2月、「100分de名著」がアドラー心理学を取り上げるという話を聞いて喜んでいたのですが、テレビを見ない私はやはりテキストを読むだけでした。
けれども、それでもアドラー心理学のエッセンスを感じることができたと思います。
アドラーは「すべての悩みは対人関係の悩みである」と言います。
雨が降っていると仮定しよう。傘を持っていったり、タクシーに乗れる、でも、雨と闘ったり、負かそうとしても無駄だ。今はあなたは雨と闘って時間を費やしている。
これがあなたの力を見せることであり、雨に勝っている、と思っている。でも、実際には、他の誰よりも、あなた自身を害しているのだ。
(第四章 早期回想「早期回想の分析」)
雨そのものを止めることは人間にはできるはずがありません。せいぜい道具をつかって濡れないように避けることができるぐらいです。
同じように感情や力で他者を支配しようとしてもできません。また、できるはずもないのです。
ですから、他の人が自分のことをどう評価するかなどということもどうすることもできません。その人の問題です。
自分の人生の課題は自分自身で解決していくしかない。他者の課題とは分けて考えていかなければならない。
一方で、アドラーは同時に「共同体感覚」についても述べています。
われわれのまわりには他者がいる。
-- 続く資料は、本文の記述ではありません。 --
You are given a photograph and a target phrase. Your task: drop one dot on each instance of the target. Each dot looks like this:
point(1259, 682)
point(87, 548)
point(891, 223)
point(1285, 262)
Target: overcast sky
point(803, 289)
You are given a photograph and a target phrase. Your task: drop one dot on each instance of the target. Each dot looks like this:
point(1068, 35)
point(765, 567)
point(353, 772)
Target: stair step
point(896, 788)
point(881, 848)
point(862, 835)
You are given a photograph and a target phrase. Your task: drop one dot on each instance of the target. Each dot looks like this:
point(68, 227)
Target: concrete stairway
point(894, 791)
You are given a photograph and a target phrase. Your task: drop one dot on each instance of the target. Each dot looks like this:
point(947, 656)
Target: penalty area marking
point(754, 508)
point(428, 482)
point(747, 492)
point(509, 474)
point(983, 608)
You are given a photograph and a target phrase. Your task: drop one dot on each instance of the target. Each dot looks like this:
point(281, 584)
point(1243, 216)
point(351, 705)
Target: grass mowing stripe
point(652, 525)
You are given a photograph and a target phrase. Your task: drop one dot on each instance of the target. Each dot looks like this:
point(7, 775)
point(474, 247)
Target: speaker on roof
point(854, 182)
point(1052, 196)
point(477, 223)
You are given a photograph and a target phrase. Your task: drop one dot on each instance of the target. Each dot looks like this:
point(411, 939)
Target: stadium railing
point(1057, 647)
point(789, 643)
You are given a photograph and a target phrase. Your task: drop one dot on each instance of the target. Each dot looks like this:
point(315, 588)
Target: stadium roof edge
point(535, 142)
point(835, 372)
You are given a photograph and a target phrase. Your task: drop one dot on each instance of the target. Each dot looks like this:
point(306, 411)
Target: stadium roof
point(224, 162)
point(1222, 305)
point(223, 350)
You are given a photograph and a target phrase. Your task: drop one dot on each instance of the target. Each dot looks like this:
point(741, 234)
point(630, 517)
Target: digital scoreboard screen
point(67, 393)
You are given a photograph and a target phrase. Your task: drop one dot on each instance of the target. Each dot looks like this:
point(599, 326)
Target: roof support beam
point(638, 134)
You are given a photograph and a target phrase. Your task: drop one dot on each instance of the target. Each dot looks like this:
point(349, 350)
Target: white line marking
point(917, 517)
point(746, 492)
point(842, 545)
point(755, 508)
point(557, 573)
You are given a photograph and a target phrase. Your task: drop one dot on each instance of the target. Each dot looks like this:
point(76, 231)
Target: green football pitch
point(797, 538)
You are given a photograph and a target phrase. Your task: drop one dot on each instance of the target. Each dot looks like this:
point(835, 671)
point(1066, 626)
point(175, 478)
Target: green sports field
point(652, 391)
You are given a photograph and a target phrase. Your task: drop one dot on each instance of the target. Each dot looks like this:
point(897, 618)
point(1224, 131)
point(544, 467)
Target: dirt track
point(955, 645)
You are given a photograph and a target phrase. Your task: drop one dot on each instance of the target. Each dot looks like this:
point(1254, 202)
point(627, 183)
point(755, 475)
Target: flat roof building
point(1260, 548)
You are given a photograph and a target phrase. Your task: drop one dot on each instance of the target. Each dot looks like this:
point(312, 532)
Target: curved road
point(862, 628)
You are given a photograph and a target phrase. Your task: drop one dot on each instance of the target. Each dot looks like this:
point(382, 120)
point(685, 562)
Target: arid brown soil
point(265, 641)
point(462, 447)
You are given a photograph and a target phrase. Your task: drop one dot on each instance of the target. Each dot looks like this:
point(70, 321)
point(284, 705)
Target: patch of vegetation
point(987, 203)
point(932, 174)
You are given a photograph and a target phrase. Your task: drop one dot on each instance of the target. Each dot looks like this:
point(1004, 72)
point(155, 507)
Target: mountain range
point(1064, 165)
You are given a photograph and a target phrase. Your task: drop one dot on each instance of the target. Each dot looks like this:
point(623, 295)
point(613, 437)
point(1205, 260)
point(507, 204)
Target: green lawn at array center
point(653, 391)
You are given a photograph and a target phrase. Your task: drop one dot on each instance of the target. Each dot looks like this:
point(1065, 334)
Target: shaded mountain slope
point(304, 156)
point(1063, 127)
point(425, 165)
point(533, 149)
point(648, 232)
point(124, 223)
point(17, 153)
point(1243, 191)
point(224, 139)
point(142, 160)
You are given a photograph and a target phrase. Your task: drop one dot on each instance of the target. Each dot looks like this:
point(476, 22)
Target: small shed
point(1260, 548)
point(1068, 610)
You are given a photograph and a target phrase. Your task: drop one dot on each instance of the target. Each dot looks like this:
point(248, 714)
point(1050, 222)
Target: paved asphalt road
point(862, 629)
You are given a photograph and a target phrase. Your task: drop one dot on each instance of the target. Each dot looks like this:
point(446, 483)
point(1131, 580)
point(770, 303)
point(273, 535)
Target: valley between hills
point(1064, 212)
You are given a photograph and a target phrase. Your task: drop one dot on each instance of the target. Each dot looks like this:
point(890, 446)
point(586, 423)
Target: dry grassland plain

そしてわれわれは他者と結びついて生きている。
人間は、個人としては弱く限界があるので、一人では自分の目標を達成することはできない。
もしも一人で行き、問題に一人で対処しようとすれば、滅びてしまうだろう。自分自身の生を続けることもできないし、人類の生も続けることはできないだろう。
そこで、人は、弱さ、欠点、限界のために、いつも他者と結びついているのである。自分自身の幸福と人類の幸福のためにもっとも貢献するのは共同体感覚である。
(第一章 人生の意味「人生の三つの課題」)
人生の意味は全体への貢献である。
人生の意味は、貢献、他者への関心、協力である。
読むたびに新しい発見が、アドラーにはあります。目からウロコが落ちる感動を経験します。